Atomic memory ordering question - regarding a thread "stop" flag

So, I have an application that starts multiple "worker" threads.

Usually, each "worker" thread simply finishes after it has done all of its assigned work. And the "main" thread will join() all of the "worker" threads to ensure that everything is completed.

But, sometimes, it can happen that one "worker" thread encounters an error and returns early. In this case, we want to signal to the other "worker" threads that they should abort ASAP, because it would not make sense to wait for the other "worker" threads to actually finish their work, when we already know that something failed. So what we need is some sort of global "stop" flag.

A common way to implement this is by using an AtomicBool:

static STOP: AtomicBool = AtomicBool::new(false);

fn worker_thread() {
    while !STOP.load(...) {
        /*
        do the next chunk of work here, if not stopped yet!
        */

        if error_happened {
            STOP.store(true, ...);
            break;
        }
    }
}

Now, the big question is: which Ordering should be used here?


I have read various sources on this topic, but the information is inconclusive :exploding_head:

Some sources say that Ordering::Relaxed is sufficient for this use case, because atomic operation always are "atomic", and the memory ordering only becomes relevant, if we need to synchronize the atomic operation with other loads and/or stores. Since this is not the case here, we can simply use the weakest (fastest), memory ordering, i.e., Ordering::Relaxed.

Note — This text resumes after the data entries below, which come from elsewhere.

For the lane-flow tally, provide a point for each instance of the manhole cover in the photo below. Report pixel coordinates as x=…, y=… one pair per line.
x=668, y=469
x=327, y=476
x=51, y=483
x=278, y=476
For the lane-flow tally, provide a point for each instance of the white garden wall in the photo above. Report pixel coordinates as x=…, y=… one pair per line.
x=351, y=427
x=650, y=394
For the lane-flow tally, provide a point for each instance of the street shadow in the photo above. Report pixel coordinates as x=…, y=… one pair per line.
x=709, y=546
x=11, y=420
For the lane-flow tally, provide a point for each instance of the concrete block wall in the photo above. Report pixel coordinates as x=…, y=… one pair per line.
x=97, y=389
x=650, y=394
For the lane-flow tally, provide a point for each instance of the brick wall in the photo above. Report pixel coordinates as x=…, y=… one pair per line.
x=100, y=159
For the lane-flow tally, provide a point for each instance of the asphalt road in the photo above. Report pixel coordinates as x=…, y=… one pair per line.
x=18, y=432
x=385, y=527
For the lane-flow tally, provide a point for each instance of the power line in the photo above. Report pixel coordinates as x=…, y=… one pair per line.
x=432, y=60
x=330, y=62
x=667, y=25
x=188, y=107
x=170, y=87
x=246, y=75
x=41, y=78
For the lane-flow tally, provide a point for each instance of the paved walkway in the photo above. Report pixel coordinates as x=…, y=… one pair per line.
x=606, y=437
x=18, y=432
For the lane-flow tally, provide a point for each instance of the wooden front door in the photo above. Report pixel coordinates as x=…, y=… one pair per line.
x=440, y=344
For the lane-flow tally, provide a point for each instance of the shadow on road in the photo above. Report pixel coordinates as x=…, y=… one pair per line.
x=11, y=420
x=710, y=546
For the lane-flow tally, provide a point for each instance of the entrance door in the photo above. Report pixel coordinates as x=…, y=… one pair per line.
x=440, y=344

But other sources claim that if we update (store) the "stop" flag with Ordering::Relaxed, or if we test (load) the "stop" flag with Ordering::Relaxed, then the updated value that is stored by one thread may not become "visible" to other threads for an indefinite amount of time – possibly never. To ensure that the updated value becomes visible to other threads soon, we need to do the store with Ordering::Release, and we need to do the loads with Ordering::Acquire.

Which statement is correct? :confused:

I would like to stick with Ordering::Relaxed, especially for the load, because this happens at high frequency in the "worker" threads, so we really want this to be as fast as possible. And it seems to work fine in my tests. But this, of course, is not a proof that it will always work...

Best regards.

1 Like

The ordering does not change how quickly the value becomes visible to other threads. Relaxed is sufficient.

5 Likes

Is this really true for all CPU architectures?

I have read that x86 has a "strong" memory model, and therefore Relaxed just happens to work like Release/Acquire on that architecture. But this is going to break on architectures with a "weak" memory model, specifically ARM, where the updated value may not become "visible" to other threads for an indefinite amount of time (possibly never) when using Relaxed :worried:

For the low-level correctness of a multithreaded algorithm, it's best to make minimal assumptions about how threads work, and yeah, hypothetically, Ordering::Relaxed could never become visible to other threads. If Ordering::Relaxed being too slow could cause a race condition, that's bad.

But in practice, such a situation (never becoming visible from other threads) would be absurd.

Similarly, in general, any thread could be interrupted at any time and take an indefinitely long time to be scheduled to run again. But in practice, even though a thread scheduler is unlikely to do exactly what you want, it'll probably schedule threads well enough.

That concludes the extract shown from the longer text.